Semantic Layer: The Missing Layer Between AI Agents and Enterprise Data

 

Semantic Model Descriptions: The Missing Layer Between AI Agents and Enterprise Data

The Hallucination Problem in Data Queries

AI agents querying enterprise data warehouses face a fundamental challenge: context collapse. Without business semantics, technically correct queries produce business-incorrect results.

Common Failures:

  • Metric Ambiguity: "Revenue" could mean gross, net, recognized, or billed across different tables
  • Calculation Errors: Agents average ratio columns instead of recalculating from components (e.g., averaging efficiency percentages instead of SUM(output)/SUM(input))
  • Schema Misinterpretation: Joining dimension tables directly causes query timeouts and incorrect aggregations
  • Missing Thresholds: Without target values, agents can't interpret if 85% performance is good or concerning

Impact: 40-60% of agent-generated queries return plausible but business-invalid answers.

Semantic Metadata as Ground Truth

Semantic model descriptions embed business logic directly in the data layer, transforming passive schema into active intelligence:

Column-Level Context

efficiency_rate: "Output-to-input ratio. Formula: total_output_hours / total_input_hours.
Target: 1.40 (140%). DO NOT average when aggregating—recalculate as SUM(output)/SUM(input).
Values above target indicate exceeding expectations."

Table-Level Guidance

daily_operations_fact: "Primary operations table. Grain: one record per employee per day.
Use for: operational efficiency, labor analysis, daily metrics.
Do not use for: customer revenue (use customer_transaction_fact instead)."

Relationship Patterns

transaction_date: "Join to date_dimension on transaction_date = date_key.
For monthly aggregations, use date_dimension.month_name, not direct date grouping."

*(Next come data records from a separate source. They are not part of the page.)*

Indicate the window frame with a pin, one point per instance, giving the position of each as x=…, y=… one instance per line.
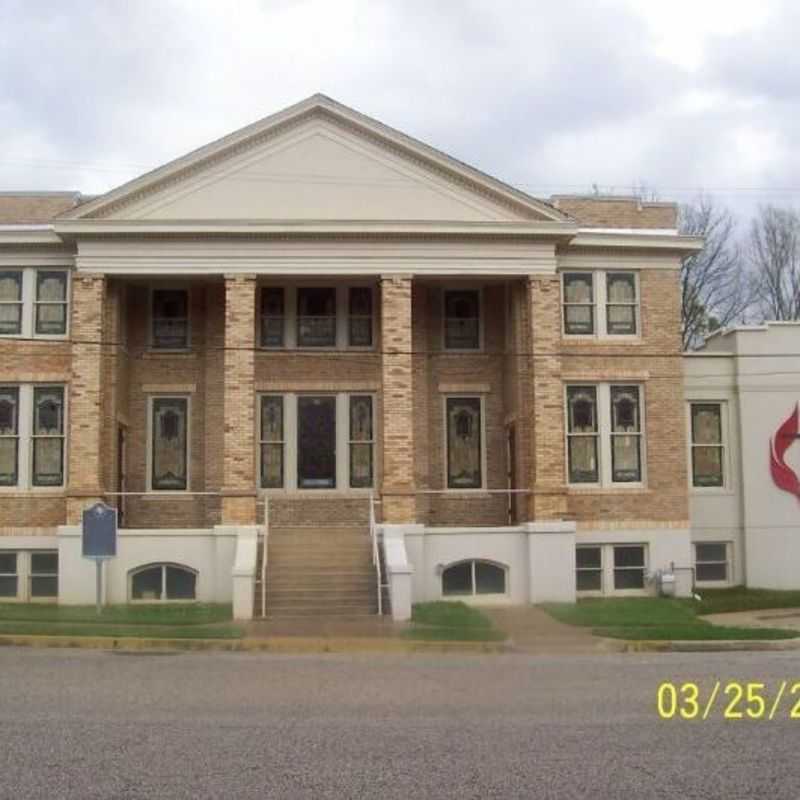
x=28, y=302
x=24, y=575
x=601, y=569
x=608, y=569
x=474, y=595
x=290, y=433
x=342, y=318
x=605, y=435
x=725, y=486
x=150, y=455
x=42, y=598
x=351, y=442
x=728, y=562
x=151, y=340
x=565, y=303
x=446, y=442
x=262, y=441
x=25, y=439
x=600, y=304
x=478, y=290
x=163, y=565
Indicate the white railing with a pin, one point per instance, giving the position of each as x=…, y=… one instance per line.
x=376, y=556
x=265, y=538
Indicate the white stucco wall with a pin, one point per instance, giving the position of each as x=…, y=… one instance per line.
x=756, y=373
x=210, y=552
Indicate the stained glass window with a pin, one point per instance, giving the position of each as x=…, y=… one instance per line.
x=625, y=435
x=464, y=469
x=48, y=436
x=51, y=303
x=582, y=434
x=169, y=443
x=707, y=448
x=9, y=435
x=272, y=442
x=621, y=303
x=462, y=319
x=579, y=303
x=10, y=302
x=272, y=316
x=316, y=317
x=361, y=441
x=171, y=319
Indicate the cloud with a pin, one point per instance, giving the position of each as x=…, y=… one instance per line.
x=552, y=97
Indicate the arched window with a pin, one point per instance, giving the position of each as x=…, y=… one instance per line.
x=468, y=578
x=163, y=582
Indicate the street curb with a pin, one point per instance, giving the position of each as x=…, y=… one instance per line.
x=713, y=646
x=276, y=644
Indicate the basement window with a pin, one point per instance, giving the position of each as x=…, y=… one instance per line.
x=163, y=583
x=712, y=562
x=470, y=578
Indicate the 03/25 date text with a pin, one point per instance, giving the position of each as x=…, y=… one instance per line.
x=730, y=700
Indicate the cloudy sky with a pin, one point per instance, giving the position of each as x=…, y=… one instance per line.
x=678, y=95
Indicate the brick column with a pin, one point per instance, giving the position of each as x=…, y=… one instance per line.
x=239, y=471
x=545, y=406
x=85, y=409
x=399, y=501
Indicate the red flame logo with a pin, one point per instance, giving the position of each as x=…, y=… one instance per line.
x=782, y=474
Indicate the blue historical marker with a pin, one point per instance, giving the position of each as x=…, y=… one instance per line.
x=99, y=541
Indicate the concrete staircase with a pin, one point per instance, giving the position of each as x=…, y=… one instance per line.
x=318, y=571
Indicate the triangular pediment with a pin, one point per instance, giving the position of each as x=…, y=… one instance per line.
x=317, y=161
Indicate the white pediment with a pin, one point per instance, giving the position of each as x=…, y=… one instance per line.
x=317, y=162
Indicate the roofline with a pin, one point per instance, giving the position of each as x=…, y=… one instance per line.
x=317, y=103
x=67, y=228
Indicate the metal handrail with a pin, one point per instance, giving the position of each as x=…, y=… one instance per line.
x=265, y=536
x=376, y=556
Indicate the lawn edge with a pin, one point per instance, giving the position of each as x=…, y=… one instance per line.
x=276, y=644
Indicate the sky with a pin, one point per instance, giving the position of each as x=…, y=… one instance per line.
x=554, y=97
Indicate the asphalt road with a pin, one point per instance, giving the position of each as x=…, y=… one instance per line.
x=81, y=724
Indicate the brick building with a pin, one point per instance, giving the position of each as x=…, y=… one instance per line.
x=318, y=321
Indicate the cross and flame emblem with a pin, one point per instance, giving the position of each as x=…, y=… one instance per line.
x=782, y=474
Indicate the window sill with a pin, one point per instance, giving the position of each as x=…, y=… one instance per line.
x=636, y=488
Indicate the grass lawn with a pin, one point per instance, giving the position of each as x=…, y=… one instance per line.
x=167, y=621
x=451, y=622
x=654, y=618
x=738, y=598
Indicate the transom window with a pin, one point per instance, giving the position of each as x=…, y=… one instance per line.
x=462, y=319
x=170, y=319
x=317, y=317
x=169, y=443
x=464, y=425
x=32, y=436
x=604, y=434
x=471, y=578
x=708, y=448
x=599, y=303
x=712, y=562
x=317, y=441
x=162, y=583
x=34, y=302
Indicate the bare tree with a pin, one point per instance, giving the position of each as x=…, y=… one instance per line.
x=714, y=289
x=774, y=255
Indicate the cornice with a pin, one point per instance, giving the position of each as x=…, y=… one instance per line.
x=381, y=136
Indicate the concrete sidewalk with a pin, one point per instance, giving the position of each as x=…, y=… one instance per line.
x=788, y=618
x=532, y=630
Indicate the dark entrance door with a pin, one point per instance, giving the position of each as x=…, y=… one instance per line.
x=316, y=442
x=511, y=471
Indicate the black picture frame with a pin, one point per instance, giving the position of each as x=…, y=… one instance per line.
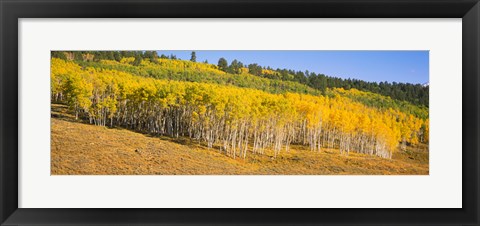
x=11, y=11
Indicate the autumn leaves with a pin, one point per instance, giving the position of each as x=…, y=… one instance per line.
x=236, y=121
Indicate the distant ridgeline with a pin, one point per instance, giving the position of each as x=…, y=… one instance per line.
x=233, y=108
x=416, y=94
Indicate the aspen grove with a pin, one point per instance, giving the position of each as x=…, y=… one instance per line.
x=234, y=120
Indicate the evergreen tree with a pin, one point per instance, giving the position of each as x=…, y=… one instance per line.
x=194, y=57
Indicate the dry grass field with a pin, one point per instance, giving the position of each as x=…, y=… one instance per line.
x=81, y=149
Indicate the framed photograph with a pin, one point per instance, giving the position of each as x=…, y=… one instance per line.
x=239, y=112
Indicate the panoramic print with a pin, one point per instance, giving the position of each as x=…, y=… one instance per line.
x=228, y=112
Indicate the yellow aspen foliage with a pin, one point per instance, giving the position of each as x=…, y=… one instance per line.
x=235, y=120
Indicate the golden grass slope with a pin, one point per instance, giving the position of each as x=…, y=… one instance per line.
x=82, y=149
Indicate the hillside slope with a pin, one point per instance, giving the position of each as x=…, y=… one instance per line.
x=82, y=149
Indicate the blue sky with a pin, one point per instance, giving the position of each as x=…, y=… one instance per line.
x=373, y=66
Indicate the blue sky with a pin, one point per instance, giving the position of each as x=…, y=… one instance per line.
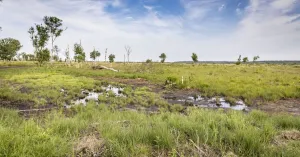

Architecture: Fabric Intelligence + AI Foundry Orchestration

Data Layer (Microsoft Fabric)

Semantic Model: Power BI models with enriched column/table descriptions containing:

  • Business definitions and formulas
  • Valid value ranges and examples
  • Calculation rules and aggregation logic
  • Join patterns and table relationships

Lakehouse Foundation: Delta tables with metadata governance enabling:

  • Single source of truth for metrics
  • Version-controlled business logic
  • Centralized definition management

Agent Layer (Azure AI Foundry)

Discovery Phase: Agent queries semantic model metadata before data:

1. Read table descriptions → identify correct fact table
2. Read column descriptions → understand calculation rules
3. Construct DAX with embedded business logic

Execution Phase: Agent generates semantically correct queries:

CALCULATE(
    DIVIDE(
        SUM(operations_fact[output_hours]),
        SUM(operations_fact[input_hours])
    ),
    operations_fact[location] = "Site_A",
    date_dimension[month] = "Current"
)

Response Phase: Grounded output with lineage:

Efficiency at Site A: 1.35, below target of 1.40.
Source: operations_fact.efficiency_rate
Formula: SUM(output_hours) / SUM(input_hours)

Technical Benefits

Prompt Optimization:

  • Removed 3,000+ characters of schema documentation from agent prompts
  • Semantic model metadata accessed at query runtime, not prompt time
  • Context window freed for additional business logic

Query Accuracy:

  • Before: Agent averaged pre-calculated ratios (mathematically incorrect)
  • After: Agent recalculates ratios from component sums (correct aggregation)

Schema Discovery:

  • Dynamic metadata retrieval eliminates hardcoded table definitions
  • Descriptions update independently of agent configuration
  • Self-documenting schema for human developers and AI agents

Measured Outcomes

Quantitative Gains

  • Query Accuracy: 58% → 94% on business-critical metrics
  • Hallucination Reduction: 65% decrease in incorrect metric interpretations
  • Join Correctness: 92% proper table relationships (vs. 45% baseline)

Qualitative Improvements

Governance: Single source of truth for metric definitions across all consumers (humans, BI tools, AI agents)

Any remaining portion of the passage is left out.